As I read through this chapter, I found it to be very interesting as well as very helpful. It kind of created a baseline for a topic that so many people view differently. I’m sure we’ve all experienced those friends in a relationship who think they are just the ideal couple. You know, the ones who must remind us how happy and in love they are like every 5 minutes. They “literally never fight.” Meanwhile, the rest of us are looking at them with that extremely confused look on our face as they begin to drunkenly fight at the bar. Relationships are complicated, and I think it’s very easy for people to develop warped perceptions. So I really like how this chapter guided reflection that could be really eye-opening. It also made me realize how beneficial counseling could be in helping others to reflect on their current and past relationships.
I think one of my favorite parts of the chapter was the section on the important qualities of a relationship. One of the qualities Corey & Corey (2008) noted was, “They do not expect the other to do for them what they are capable of doing for themselves.” Whether we are in a relationship or not, we need to give ourselves value and worth. We can give our own confirmation of being special or funny or attractive. So having a significant other should not change that. One should not feel special just because that other person said so. Expecting another person to make us feel happy or content seems like an added pressure to the relationship. This may be irrelevant, but I always say that I do not need a man in order to have nice jewelryJ
The section on addressing conflict was another part that I really seemed to appreciate. For me it’s another one of those topics where I wonder how I respond in conflict compared to others. Am I really mean? Scary? Way too nice? I do not feel like an angry person very often and rarely raise my voice. However, I have a tendency to use sarcasm or extreme calmness, which then has a tendency to really upset others. Lately I have been working to monitor my sarcasm, as well as annoyance sounds and facial expressions, to make confrontation a better and less damaging part of my relationships.

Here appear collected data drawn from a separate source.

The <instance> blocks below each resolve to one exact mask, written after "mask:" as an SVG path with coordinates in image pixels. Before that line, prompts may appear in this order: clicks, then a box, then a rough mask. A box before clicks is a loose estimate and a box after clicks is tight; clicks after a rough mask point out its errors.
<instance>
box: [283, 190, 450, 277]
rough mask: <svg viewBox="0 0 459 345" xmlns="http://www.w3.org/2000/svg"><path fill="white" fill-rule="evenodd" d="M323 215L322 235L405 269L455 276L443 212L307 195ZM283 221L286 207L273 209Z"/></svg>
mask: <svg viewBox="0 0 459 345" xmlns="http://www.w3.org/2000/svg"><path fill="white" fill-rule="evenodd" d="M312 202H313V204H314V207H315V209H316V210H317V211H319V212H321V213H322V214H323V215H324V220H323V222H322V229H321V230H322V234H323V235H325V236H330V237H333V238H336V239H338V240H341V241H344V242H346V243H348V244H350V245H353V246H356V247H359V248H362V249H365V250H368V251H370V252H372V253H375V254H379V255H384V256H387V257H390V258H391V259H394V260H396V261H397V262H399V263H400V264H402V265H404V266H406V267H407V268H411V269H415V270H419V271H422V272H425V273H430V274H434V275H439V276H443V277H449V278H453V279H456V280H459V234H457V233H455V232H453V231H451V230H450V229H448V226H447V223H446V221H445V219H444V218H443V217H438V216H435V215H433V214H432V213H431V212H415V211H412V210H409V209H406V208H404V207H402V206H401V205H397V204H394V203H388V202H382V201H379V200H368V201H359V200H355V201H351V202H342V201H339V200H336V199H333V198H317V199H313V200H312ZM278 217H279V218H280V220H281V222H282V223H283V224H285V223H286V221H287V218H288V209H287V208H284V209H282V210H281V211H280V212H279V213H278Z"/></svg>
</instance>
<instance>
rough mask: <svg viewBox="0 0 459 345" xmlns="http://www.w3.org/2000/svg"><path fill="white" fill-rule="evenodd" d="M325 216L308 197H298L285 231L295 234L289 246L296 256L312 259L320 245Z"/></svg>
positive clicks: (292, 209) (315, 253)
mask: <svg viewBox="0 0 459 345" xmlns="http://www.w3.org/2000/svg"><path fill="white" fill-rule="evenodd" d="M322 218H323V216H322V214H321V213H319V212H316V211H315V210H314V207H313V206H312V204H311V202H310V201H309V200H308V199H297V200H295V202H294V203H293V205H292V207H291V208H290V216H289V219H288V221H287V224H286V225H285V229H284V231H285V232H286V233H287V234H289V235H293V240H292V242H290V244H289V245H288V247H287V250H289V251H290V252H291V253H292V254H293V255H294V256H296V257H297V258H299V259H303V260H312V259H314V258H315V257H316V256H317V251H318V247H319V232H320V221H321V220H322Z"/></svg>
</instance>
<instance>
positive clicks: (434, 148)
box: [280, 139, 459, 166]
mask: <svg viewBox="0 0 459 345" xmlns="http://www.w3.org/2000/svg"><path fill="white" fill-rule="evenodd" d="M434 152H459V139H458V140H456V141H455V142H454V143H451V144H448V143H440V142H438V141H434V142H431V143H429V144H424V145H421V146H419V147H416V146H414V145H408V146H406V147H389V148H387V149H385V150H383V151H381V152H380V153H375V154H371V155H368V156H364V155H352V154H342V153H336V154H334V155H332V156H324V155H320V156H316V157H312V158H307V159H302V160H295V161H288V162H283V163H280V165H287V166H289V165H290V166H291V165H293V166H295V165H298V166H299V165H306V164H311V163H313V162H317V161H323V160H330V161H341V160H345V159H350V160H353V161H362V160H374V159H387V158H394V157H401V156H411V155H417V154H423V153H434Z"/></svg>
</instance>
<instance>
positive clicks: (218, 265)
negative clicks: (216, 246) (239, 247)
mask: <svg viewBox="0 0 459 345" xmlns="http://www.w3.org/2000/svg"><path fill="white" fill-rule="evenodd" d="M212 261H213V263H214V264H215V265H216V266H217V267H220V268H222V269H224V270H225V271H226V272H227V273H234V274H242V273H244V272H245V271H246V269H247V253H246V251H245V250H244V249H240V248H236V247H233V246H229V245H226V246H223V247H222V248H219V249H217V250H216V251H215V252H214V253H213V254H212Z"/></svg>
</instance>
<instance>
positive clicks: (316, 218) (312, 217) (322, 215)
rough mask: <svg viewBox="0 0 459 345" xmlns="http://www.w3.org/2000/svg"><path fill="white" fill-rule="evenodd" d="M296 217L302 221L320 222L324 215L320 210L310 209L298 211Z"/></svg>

This week the article was also very interesting to read. It may be one of my favorites so far. An area of consideration that really stood out to me in this study was the evolutionary differences between male and female. More specifically, the behaviors of men and women to ensure perpetuation of genes. Males can procreate with multiple women in a short time span, where as a woman is committed to one partner for a longer period of time. Could this play a role in women having a stronger value of monogamy than men? I’d be interested to read other articles on this topic.
Corey, G. , & Corey, M.S. (2008). I never knew I had a choice: Explorations in personal growth (9th ed.). Belmont, California: Thompson Brooks/Cole. ISBN: 9780495602293.
Schmookler, T. & Bursik, K. (2007). The value of monogamy in emerging adulthood: A gendered perspective. Journal of Social and Personal Relationships.